Alcohol abuse is a serious problem that can have a devastating impact on individuals and their families. Substance abuse treatment is an important step in the recovery process, and family interventions can be a first step to recovery. Heavy drinkers who suddenly decrease their alcohol consumption or who abstain altogether may experience alcohol withdrawal (AW) symptoms, such as mild to moderate tremors, irritability, anxiety, or agitation. The most severe manifestations of withdrawal include delirium tremens, hallucinations, and seizures.
These symptoms are caused by alcohol-induced imbalances in brain chemistry that cause excessive neuronal activity if alcohol is retained. Management of AW includes a thorough assessment of the severity of the patient's symptoms and any complicating conditions, as well as treatment of withdrawal symptoms with pharmacological and non-pharmacological approaches. Treatment can be performed both inpatient and outpatient. Recognition and treatment of abstinence may represent a first step in the patient's recovery process.

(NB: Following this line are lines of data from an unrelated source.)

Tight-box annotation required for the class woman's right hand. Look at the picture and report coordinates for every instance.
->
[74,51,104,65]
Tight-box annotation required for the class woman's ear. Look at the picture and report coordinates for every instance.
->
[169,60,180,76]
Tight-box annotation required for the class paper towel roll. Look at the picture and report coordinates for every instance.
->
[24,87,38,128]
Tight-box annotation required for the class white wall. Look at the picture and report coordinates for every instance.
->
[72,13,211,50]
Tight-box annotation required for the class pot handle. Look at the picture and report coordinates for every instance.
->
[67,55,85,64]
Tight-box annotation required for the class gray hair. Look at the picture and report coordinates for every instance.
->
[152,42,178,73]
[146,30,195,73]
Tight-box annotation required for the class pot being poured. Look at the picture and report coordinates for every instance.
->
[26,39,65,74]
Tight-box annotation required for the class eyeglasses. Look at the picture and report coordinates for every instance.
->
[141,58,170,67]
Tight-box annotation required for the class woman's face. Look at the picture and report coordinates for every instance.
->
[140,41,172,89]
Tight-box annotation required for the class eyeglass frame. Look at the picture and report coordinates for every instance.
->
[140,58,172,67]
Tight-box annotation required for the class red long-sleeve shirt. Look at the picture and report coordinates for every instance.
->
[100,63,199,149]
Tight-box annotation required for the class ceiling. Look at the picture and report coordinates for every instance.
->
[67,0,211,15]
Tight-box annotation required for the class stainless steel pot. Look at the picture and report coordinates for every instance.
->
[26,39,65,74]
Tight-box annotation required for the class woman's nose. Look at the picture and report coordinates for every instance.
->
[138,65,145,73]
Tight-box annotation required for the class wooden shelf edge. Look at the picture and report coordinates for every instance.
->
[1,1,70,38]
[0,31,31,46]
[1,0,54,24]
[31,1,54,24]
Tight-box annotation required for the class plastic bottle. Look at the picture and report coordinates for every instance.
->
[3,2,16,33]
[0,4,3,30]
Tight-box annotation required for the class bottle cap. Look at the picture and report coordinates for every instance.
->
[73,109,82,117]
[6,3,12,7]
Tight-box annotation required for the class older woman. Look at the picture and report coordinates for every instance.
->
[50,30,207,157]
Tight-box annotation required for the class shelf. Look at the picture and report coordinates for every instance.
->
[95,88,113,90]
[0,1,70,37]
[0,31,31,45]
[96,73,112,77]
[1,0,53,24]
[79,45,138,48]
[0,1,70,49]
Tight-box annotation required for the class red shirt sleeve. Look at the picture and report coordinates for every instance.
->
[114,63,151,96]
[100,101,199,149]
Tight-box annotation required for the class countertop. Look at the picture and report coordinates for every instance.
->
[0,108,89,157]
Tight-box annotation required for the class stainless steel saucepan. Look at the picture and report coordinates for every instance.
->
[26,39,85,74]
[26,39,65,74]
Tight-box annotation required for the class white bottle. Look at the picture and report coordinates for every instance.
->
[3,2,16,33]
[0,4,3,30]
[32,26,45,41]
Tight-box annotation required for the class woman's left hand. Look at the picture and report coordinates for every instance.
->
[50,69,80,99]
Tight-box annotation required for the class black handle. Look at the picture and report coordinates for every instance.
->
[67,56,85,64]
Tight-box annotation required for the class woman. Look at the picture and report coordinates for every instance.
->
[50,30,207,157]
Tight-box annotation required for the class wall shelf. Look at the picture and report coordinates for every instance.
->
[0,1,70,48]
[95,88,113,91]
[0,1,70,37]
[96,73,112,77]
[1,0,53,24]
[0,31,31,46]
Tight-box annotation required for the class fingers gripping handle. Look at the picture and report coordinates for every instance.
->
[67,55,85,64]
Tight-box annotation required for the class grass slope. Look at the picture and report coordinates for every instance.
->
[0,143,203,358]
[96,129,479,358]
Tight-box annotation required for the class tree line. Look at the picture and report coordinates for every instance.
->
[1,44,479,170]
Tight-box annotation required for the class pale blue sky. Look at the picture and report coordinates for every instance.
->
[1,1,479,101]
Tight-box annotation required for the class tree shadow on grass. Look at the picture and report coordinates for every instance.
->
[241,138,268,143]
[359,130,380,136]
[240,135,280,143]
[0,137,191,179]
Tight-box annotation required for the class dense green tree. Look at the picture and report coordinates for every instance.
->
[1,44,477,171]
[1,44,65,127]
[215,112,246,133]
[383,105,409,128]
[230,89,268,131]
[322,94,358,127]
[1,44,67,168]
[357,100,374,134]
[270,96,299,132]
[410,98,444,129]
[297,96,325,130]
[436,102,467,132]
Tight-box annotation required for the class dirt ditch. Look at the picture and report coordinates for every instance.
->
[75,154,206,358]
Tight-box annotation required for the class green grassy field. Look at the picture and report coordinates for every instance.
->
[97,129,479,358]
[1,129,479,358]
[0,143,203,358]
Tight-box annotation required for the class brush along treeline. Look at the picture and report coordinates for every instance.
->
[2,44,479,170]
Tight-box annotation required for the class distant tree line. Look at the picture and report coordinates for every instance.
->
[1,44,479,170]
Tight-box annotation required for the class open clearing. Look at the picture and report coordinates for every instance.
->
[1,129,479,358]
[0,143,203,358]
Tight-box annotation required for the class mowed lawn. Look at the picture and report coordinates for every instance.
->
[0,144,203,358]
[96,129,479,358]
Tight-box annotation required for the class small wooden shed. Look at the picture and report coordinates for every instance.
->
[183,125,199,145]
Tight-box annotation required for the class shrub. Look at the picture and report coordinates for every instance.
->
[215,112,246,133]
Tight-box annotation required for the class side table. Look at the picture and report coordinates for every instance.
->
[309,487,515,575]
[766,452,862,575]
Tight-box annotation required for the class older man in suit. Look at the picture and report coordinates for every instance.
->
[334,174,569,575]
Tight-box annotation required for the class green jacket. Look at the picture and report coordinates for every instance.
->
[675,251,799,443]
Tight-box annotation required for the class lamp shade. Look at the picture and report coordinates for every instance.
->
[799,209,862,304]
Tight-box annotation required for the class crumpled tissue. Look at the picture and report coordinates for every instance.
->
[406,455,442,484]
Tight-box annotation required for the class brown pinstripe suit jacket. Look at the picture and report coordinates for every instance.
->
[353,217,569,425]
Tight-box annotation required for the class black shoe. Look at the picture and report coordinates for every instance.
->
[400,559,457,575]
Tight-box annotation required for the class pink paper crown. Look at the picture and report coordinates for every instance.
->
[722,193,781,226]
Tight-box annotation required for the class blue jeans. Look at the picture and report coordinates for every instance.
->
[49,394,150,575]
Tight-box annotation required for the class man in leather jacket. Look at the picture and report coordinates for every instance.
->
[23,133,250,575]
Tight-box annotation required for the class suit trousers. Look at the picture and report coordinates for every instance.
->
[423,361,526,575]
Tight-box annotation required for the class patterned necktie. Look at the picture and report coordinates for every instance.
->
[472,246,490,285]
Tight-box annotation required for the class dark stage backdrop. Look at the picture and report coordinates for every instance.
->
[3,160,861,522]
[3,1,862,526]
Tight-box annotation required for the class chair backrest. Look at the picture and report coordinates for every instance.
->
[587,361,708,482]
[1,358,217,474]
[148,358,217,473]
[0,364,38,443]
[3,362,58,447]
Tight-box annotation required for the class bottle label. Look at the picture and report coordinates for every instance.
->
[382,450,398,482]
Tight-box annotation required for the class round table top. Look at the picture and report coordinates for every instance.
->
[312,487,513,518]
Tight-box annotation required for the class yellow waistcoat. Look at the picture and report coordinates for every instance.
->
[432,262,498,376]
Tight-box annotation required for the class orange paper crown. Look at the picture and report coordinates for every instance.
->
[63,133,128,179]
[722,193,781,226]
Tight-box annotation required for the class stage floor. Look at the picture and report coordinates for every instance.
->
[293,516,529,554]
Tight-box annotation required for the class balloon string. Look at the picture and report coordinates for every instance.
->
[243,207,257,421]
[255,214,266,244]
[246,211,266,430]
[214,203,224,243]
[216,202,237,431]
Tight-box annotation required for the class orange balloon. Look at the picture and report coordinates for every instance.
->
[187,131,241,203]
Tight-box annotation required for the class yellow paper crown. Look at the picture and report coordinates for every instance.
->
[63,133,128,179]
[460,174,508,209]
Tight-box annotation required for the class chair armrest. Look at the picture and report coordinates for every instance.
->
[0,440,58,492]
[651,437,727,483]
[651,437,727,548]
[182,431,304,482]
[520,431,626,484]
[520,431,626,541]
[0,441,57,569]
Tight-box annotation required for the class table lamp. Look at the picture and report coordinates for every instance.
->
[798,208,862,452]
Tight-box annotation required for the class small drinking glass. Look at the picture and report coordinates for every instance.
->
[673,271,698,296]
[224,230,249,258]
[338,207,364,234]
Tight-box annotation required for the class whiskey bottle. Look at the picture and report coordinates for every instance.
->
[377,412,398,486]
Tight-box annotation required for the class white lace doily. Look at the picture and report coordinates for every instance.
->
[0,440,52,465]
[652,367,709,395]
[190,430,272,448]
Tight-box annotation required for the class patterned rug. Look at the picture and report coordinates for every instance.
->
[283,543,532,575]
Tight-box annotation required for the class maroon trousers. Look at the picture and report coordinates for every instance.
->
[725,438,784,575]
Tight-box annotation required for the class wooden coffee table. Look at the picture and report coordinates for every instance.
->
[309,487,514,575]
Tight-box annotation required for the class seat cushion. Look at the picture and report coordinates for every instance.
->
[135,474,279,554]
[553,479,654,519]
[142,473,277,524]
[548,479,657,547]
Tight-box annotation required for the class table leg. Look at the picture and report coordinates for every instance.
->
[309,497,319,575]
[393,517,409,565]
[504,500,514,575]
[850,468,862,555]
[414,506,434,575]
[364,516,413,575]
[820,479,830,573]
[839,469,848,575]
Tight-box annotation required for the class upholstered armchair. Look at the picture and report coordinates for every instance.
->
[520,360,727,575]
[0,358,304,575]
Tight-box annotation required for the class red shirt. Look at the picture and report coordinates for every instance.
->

Most doctors, alcohol detox centers, and rehabilitation centers turn to the family of drugs known as benzodiazepines, as they can help the person's body calm down. Epileptic status is rare in isolated alcohol abstinence, although alcohol withdrawal often complicates seizure disorders from other causes. Alcoholic patients are at risk of relapse for numerous reasons, including improper treatment of their withdrawal symptoms, constant expectation of the rewarding effects of alcohol and feelings of distress due to the absence of alcohol. With chronic exposure to alcohol, GABA receptors respond less to the neurotransmitter and higher alcohol concentrations are required to achieve the same level of suppression.
In contrast, in some alcoholics, withdrawal symptoms may occur at blood alcohol concentrations (BAC) that would be intoxicating in non-alcohol-dependent people, but which for dependent patients represent a decrease compared to their usual BAC. The Clinical Institute Withdrawal Assessment for Alcohol (CIWA-A) is a series of questions used to measure alcohol withdrawal. The finding correlates with previous findings that state exposure to alcohol during brain development increases the risk of hallucinations during detoxification. Excessive excitability of the nervous system during periods of alcohol withdrawal is related to the effect of alcohol on the number and function of brain receptors.
Those who drank for a long time or drank a lot of alcohol on a regular basis seem to have the most severe symptoms of alcohol withdrawal. Serious health risks, such as hallucinations, seizures, psychosis, and delirium tremens, are possible for people with a long history of regular heavy drinking, but these complications are difficult to predict. Alcohol detoxification is the very beginning of addiction treatment, but it is important to note that several symptoms can appear in several stages. Because of their similar effects, benzodiazepines and alcohol are cross-tolerant; in other words, a person who is tolerant to alcohol is also tolerant to benzodiazepines.
Ethanol hallucinosis occurs in people who are not withdrawing from alcohol, but who consume alcohol chronically on a constant basis. Alcoholic hallucinosis is a situation that begins approximately 24 hours after the last alcoholic beverage, persists for a few days and causes distress to the individual. Certain risk factors may alert the residential detoxification team to possible complications, such as hallucinations or seizures, that arise as detoxification progresses.